En estos días estamos asistiendo a una ingente cantidad de noticias sobre las residencias, muchas de ellas distorsionadas y sin mucho calado reflexivo que permita una visión y comprensión global del modelo institucional.

El envejecimiento de la población es un hecho en este país, así que no podemos posponer una realidad que nos ha llegado o llegará a nuestras propias vidas. Estamos ante la posibilidad de abrir espacios personales y colectivos para repensar el envejecimiento, la dependencia y los cuidados propios y de nuestro entorno, o podemos convertirnos en sujetos excluido/as y recorrer una trayectoria fijada desde fuera, para ir a parar a estos espacios excluyentes y malignos como son muchas de las residencias actuales.

Sólo una mirada miope afirmaría que las residencias se construyen porque las personas mayores las desean y no por las ventajas que obtiene la sociedad.

Los edificios residenciales pertenecen a una arquitectura de la exclusión, una estructura excluyente y organizadora que recoge a personas expulsadas de la sociedad, que acaban representando los papeles asignados por la sociedad neoliberal: improductivas, dependientes, enfermas, necesitadas, tuteladas, inválidas. Se les convierte en seres inútiles e insignificantes para esta sociedad, no sólo son apartados de sus entornos cotidianos, sino que además, muchas veces reciben cuidados inadecuados dentro de los centros.

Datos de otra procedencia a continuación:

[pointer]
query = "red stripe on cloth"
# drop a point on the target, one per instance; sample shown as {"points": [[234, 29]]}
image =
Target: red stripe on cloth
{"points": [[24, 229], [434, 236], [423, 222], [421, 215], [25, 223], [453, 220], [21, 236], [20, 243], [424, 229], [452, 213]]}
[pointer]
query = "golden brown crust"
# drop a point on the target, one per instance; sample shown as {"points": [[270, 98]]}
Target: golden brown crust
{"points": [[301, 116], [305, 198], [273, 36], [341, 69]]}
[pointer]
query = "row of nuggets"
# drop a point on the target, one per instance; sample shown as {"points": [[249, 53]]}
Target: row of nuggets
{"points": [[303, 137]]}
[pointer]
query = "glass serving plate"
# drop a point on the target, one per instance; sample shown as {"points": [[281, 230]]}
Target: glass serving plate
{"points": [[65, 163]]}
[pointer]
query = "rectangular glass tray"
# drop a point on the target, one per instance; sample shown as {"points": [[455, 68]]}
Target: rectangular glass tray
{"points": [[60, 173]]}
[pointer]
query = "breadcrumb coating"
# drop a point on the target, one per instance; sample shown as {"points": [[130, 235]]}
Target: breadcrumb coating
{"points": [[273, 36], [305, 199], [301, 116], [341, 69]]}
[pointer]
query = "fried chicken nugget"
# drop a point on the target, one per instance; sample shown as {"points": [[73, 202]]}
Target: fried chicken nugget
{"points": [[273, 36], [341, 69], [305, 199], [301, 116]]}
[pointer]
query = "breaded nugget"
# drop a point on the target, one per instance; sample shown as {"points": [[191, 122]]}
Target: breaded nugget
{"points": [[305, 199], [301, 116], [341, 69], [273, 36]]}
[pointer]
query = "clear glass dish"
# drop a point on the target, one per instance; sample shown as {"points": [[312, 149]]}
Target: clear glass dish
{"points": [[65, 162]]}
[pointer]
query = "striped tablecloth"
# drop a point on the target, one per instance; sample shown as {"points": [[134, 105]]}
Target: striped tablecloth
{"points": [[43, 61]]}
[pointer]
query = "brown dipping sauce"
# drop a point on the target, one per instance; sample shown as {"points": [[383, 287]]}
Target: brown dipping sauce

Es básico cuestionar y complejizar este modelo asilar y también la política del estado español que prioriza la construcción de residencias. Primero, porque fractura contextos de proximidad, rompe biografías y vulnera derechos sociales, por tanto, cuestionar el “modelo de camas” del que hablan los políticos tiene fuertes tintes ético-políticos; y segundo, porque crea, sustenta y perpetua entornos de cuidado maligno dentro de esos edificios por parte de todas las personas que trabajamos en ellas y las consecuencias y costes deshumanizantes que todo esto tiene para la persona mayor como para las propias profesionales.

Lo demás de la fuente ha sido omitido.